To separate the live cells from the dead ones, Lim’s team tested Thermo Fisher Scientific’s ROTEA bench-top counterflow centrifugation device.

Traditional centrifugation spins down cells, which accelerates sedimentation. “Counterflow centrifugation retains cells in suspension by balancing the sedimentation velocity with the counterflow velocity in the processing chamber,” Lim explains. “Cells or particles of smaller size and lower density migrate towards the wider end of the chamber and can be separated from the larger or denser cells or particles through elutriation.”

This process could help a bioprocessor remove the dead cells, because they are usually smaller than the live ones. Plus, the process is gentler.

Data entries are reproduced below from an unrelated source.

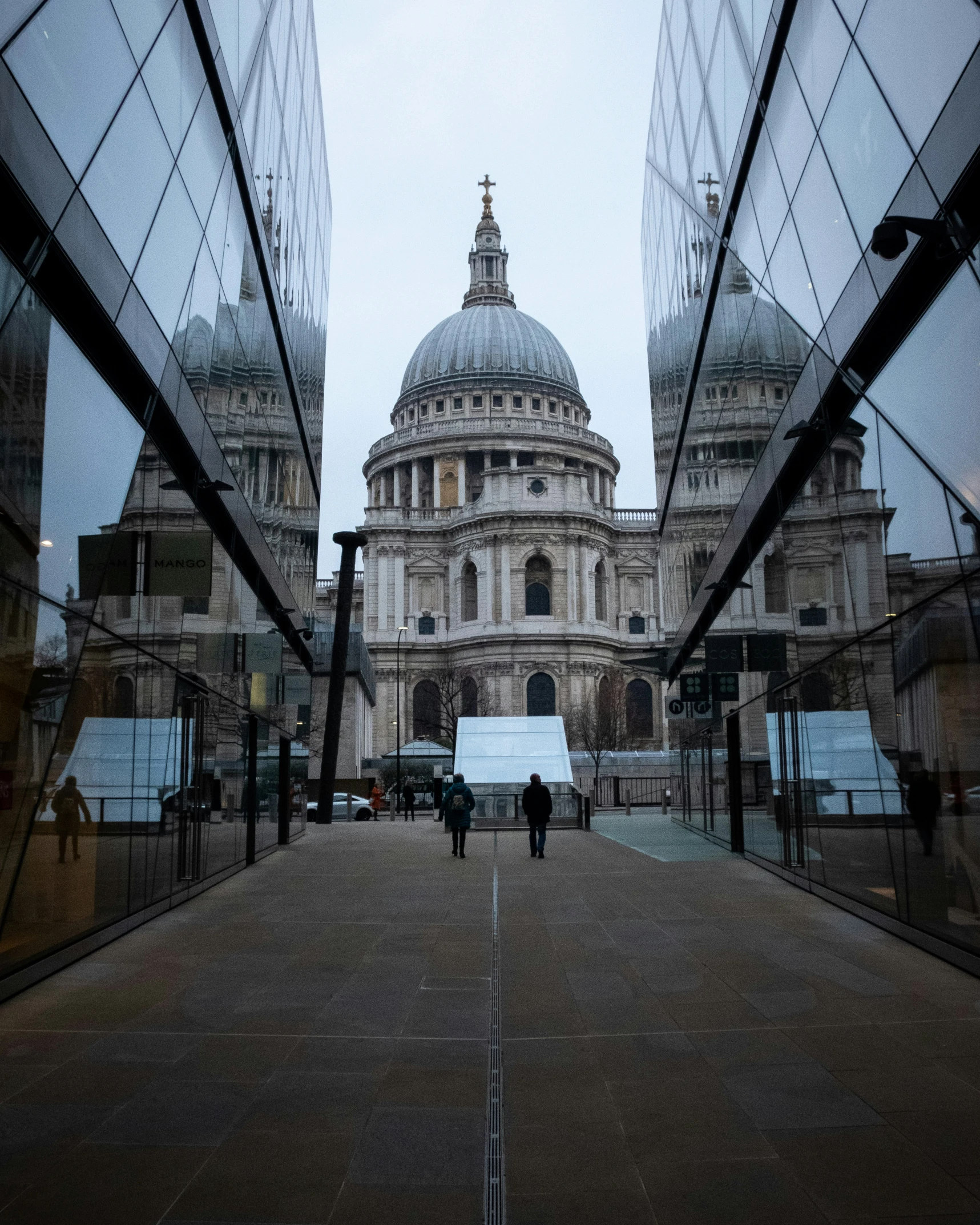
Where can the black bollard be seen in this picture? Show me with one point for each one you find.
(349, 543)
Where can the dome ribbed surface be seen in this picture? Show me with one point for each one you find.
(489, 341)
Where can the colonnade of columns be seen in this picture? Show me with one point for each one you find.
(390, 488)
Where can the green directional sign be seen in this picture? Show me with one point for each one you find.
(693, 686)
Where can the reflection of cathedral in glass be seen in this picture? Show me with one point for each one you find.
(816, 464)
(163, 291)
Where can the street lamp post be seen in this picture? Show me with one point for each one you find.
(402, 628)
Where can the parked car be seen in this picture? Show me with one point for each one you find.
(361, 810)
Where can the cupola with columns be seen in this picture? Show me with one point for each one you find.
(488, 260)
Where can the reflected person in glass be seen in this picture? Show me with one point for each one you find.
(66, 804)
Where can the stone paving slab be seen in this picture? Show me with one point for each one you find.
(688, 1041)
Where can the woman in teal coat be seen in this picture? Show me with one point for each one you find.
(457, 804)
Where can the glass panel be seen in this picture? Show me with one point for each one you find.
(86, 430)
(791, 281)
(919, 530)
(729, 81)
(791, 127)
(75, 66)
(174, 78)
(767, 192)
(170, 256)
(203, 157)
(74, 875)
(141, 22)
(939, 365)
(817, 45)
(128, 177)
(866, 151)
(917, 52)
(825, 229)
(15, 11)
(506, 750)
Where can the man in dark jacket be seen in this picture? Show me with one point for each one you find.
(537, 805)
(457, 805)
(924, 803)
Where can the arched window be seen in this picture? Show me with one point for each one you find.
(123, 702)
(775, 571)
(470, 592)
(449, 488)
(425, 722)
(600, 609)
(538, 587)
(639, 708)
(541, 694)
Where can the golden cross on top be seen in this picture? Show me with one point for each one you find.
(487, 198)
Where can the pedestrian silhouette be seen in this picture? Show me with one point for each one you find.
(537, 805)
(924, 801)
(457, 805)
(68, 805)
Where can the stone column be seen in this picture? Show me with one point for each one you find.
(382, 592)
(400, 587)
(488, 559)
(505, 582)
(570, 580)
(583, 581)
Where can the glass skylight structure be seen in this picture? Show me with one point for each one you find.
(164, 249)
(815, 392)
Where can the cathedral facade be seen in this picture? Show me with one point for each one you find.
(500, 577)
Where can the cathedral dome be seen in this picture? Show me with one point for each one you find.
(489, 342)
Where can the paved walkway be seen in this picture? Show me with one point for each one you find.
(684, 1042)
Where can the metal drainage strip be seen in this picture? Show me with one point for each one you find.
(494, 1208)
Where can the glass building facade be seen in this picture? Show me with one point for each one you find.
(816, 416)
(164, 248)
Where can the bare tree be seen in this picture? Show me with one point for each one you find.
(598, 724)
(847, 680)
(459, 694)
(51, 651)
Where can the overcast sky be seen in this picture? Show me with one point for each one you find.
(422, 98)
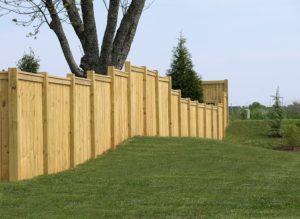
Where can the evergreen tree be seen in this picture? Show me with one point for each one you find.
(29, 62)
(184, 77)
(276, 116)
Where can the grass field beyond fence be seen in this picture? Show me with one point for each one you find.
(168, 178)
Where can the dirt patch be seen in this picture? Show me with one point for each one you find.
(288, 148)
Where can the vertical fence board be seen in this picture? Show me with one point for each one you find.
(121, 108)
(175, 114)
(163, 102)
(82, 146)
(201, 121)
(193, 119)
(215, 123)
(31, 129)
(137, 103)
(151, 109)
(4, 137)
(102, 116)
(58, 127)
(208, 125)
(184, 118)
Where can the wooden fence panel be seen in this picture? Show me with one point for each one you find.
(151, 129)
(121, 107)
(4, 159)
(58, 124)
(208, 125)
(30, 102)
(175, 113)
(163, 102)
(215, 123)
(201, 121)
(102, 114)
(184, 118)
(193, 119)
(137, 101)
(49, 124)
(82, 122)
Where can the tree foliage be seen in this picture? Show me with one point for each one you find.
(184, 77)
(29, 62)
(80, 14)
(276, 115)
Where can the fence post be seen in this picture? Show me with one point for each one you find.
(212, 122)
(189, 116)
(218, 122)
(129, 85)
(170, 106)
(157, 104)
(45, 123)
(179, 112)
(72, 118)
(13, 122)
(204, 120)
(145, 100)
(92, 77)
(111, 72)
(197, 119)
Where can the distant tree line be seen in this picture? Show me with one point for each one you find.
(260, 112)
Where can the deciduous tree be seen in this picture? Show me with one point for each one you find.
(80, 14)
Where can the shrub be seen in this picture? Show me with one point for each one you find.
(291, 134)
(276, 116)
(29, 62)
(184, 77)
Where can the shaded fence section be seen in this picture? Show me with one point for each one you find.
(50, 124)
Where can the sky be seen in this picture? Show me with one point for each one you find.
(255, 44)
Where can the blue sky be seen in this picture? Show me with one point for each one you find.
(255, 44)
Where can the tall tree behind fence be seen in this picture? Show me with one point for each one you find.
(50, 124)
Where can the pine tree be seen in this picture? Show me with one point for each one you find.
(29, 62)
(276, 116)
(184, 77)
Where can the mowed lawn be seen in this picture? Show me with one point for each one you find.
(166, 178)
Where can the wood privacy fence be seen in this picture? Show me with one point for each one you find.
(50, 124)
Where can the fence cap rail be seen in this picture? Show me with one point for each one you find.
(214, 82)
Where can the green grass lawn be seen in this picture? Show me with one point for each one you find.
(168, 178)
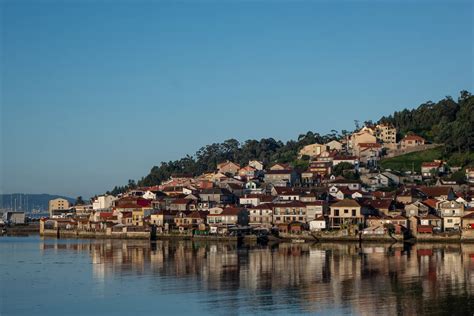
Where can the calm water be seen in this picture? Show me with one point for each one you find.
(89, 277)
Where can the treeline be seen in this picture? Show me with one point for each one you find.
(267, 150)
(446, 122)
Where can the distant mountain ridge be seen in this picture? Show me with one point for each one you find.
(448, 121)
(28, 202)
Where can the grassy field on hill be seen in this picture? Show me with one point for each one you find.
(412, 160)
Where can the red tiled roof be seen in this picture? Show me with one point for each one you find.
(432, 164)
(435, 191)
(430, 202)
(370, 145)
(413, 137)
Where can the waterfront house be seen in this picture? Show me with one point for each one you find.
(160, 218)
(470, 175)
(229, 216)
(315, 209)
(285, 213)
(282, 178)
(451, 212)
(13, 217)
(431, 169)
(431, 220)
(58, 206)
(258, 165)
(187, 220)
(411, 141)
(318, 223)
(345, 212)
(334, 145)
(386, 133)
(247, 172)
(182, 204)
(361, 137)
(286, 194)
(312, 150)
(217, 195)
(321, 168)
(353, 160)
(261, 215)
(281, 166)
(382, 206)
(439, 193)
(103, 202)
(228, 167)
(416, 209)
(468, 220)
(350, 184)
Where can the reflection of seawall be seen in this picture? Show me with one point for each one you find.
(365, 279)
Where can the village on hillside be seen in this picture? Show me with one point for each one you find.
(343, 193)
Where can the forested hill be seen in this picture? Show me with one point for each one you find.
(448, 121)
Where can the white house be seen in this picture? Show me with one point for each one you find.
(317, 224)
(103, 202)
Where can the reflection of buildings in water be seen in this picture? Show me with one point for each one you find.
(366, 279)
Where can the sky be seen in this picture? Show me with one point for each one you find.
(94, 93)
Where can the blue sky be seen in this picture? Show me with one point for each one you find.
(97, 92)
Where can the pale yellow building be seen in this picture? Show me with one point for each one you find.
(57, 204)
(386, 133)
(312, 150)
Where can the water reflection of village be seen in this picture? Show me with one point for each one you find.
(367, 279)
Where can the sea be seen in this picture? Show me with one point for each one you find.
(41, 276)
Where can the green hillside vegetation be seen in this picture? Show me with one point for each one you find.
(449, 122)
(412, 161)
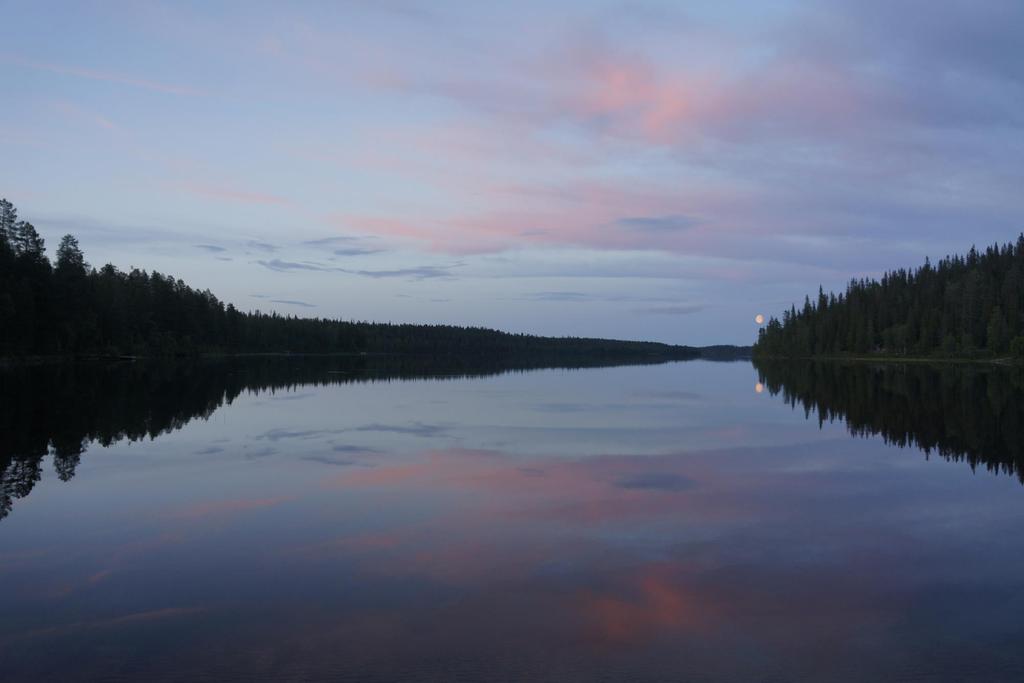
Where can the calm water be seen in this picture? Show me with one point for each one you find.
(670, 522)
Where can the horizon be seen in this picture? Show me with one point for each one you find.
(583, 170)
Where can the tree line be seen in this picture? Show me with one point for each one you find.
(964, 306)
(70, 308)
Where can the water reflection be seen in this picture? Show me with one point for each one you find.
(964, 413)
(641, 523)
(59, 409)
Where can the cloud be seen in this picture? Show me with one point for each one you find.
(657, 223)
(94, 75)
(418, 272)
(261, 246)
(415, 429)
(669, 481)
(231, 195)
(681, 309)
(285, 266)
(355, 251)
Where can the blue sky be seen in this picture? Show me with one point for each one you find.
(646, 170)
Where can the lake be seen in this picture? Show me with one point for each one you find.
(308, 519)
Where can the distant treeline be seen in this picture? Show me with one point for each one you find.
(965, 306)
(70, 308)
(58, 409)
(962, 412)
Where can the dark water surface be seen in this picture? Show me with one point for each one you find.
(292, 520)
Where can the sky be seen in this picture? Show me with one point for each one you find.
(648, 170)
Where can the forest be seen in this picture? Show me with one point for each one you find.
(70, 308)
(964, 306)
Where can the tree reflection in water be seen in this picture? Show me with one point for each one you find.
(969, 413)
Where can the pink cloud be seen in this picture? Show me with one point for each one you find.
(216, 508)
(94, 75)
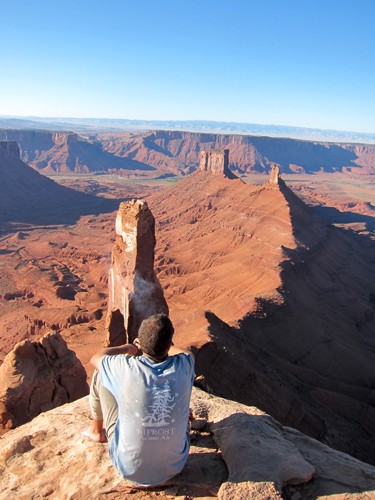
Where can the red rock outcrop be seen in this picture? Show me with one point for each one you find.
(66, 152)
(274, 175)
(174, 153)
(240, 453)
(134, 291)
(216, 162)
(272, 297)
(36, 377)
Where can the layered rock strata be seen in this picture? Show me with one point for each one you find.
(134, 291)
(36, 377)
(274, 175)
(216, 162)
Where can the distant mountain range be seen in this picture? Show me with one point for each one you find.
(112, 125)
(164, 153)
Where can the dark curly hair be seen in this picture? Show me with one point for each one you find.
(155, 335)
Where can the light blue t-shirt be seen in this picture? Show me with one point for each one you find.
(150, 443)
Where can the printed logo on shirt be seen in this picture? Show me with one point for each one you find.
(160, 409)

The potential benefits in bioprocessing cell therapies should also be easy to introduce in commercial methods. “Counterflow centrifugal technology has been applied to cell manufacturing for cell washing, concentration, and cell selection,” continues Lim. So, the technology is not new in the bioprocessing industry, but it could be put to more use as a live-dead cell sorter.

As an example of applying counterflow centrifugation to cell therapies, Lim’s team used this method in a process that expands primary T cells. Compared to traditional methods, counterflow centrifugation increased the proportion of living T cells by about 15%.

Not only did the method improve the number of living T cells, but it also created T cells that would be more therapeutically potent.

“We observed that dead-cell removal increased proliferation capacity,” Lim says. “This was likely due to fewer apoptotic cells present in the culture following processing.”